Man at His Best

How To Talk About Race Without Making A Complete Fool Of Yourself

It's easier than you might think.

BY Chevonne Harris | Feb 6, 2018 | Culture

Image from Getty

Race is never easy to discuss, particularly for those who have a severe case of foot-in-mouth disease. (A lesson I learned firsthand when my freshman college roommate complimented how "normal" I spoke, for a black person.) That doesn't mean we should ignore the topic altogether—these conversations can be important and good! What's not good is having to explain what you "really meant" after asking your Hispanic co-worker if they’d like to host taco night. And with social media ending brands, reputations, and careers every day, it’s imperative that certain subjects are handled with care.

With H&M dressing a black kid in a sweatshirt that said "Coolest Monkey," fashionistas following up N-bombs with even worse apologies, and well, USA's current administration, it's clear that some folks are in desperate need of a refresher.

So I'm going to make it easy for you (or whichever questionable colleague you share this guide with). Here are some simple strategies to making your next race conversation a productive one, and not a trending topic.


Check your privilege at the door.

When applied to race, privilege basically means being a white guy. Don’t get me wrong, there’s nothing bad about being a white guy—the problem occurs when your social advantages prevent you from understanding that other people endure pretty terrible hardships over the colour of their skin.

And don't assume this is purely the type of privilege that comes from wealth. If you grew up white, but came from a poor family, you might be asking yourself—how could I be privileged? Ask yourself this: When was the last time an employer didn't consider you for a job because of your name? When were you asked to speak on behalf of white people after a white person did something stupid? The fact that you don't see it is a privilege in itself.

We're all born into different advantages and disadvantages—privilege doesn't exclude you from having to work or compete, it's that the playing field you work and compete on is totally different than someone else's.

Don’t dismiss or silence the feelings of minorities. And don’t attempt to argue that black or brown privilege is a thing, particularly with a black or brown person. Easy, right?

Don’t assume.

Have Darius Rucker and Omarosa taught you nothing? No one group of people is monolithic. Don’t make assumptions about our musical interests, political affiliation, racial makeup, favourite food, or anything else you think is obvious because of, you know, race. Just get to know us like any of your other friends! Ask me what food I like, what songs are on my Spotify—it'll be a lot easier than performative statements posing as questions to show me how "down" you are. Which brings me to my next point...

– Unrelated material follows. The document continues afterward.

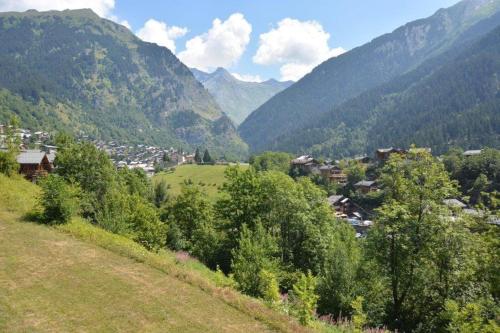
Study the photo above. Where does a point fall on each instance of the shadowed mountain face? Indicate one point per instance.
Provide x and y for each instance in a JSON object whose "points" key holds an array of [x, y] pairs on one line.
{"points": [[451, 100], [73, 70], [238, 98], [336, 81]]}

Admit what you don’t know, and ask questions.

Not sure what all the hoopla is over Kaepernick, or why Kendrick Lamar’s Grammy performance is one of the blackest things to ever happen? Here’s your chance to ask, then listen. Ask, then listen. I repeat: Ask, then listen. But...

Don’t expect a person of colour to be your personal race resource.

As a nose owner, imagine if anytime someone wanted to know something remotely related to noses, they called you. Well, it’s the same thing with race, but worse.

It’s great that you want to discuss the issue and get another perspective, but don’t automatically assume that your brown friend wants to be your token go-to sounding board every time you have a question about brown people, nor that they speak on behalf of every brown person in the world. In other words, don't make them a Fox News guest.

If the conversation takes an awkward turn, don't run!

So, you mistakenly assumed your Indian friend makes a mean curry, or that your black friend loves trap music—both equally stupid, but also recoverable, slip-ups. When the road gets rough, just breathe, apologize, and continue the dialogue. If Ted Danson can recover from that whole blackface, N-word thing, there’s hope for you.

In the end, remember that nobody's perfect.

This one goes out to my people of colour, too. If someone does something overtly racist and just plain stupid, it’s open season for a tongue-lashing, kick to the shin, or a "Twitter, do your thing" moment. On the flip side, keep in mind that people are inevitably going to say the wrong thing at some point. We're all learning. If a friend said the wrong thing, or phrased something in a not-so-great way, don't automatically assume that their intentions were nefarious. Like I said earlier, talking about race is hard. So pop whatever pill chills you and have a conversation. It's the first step toward making the world a better place.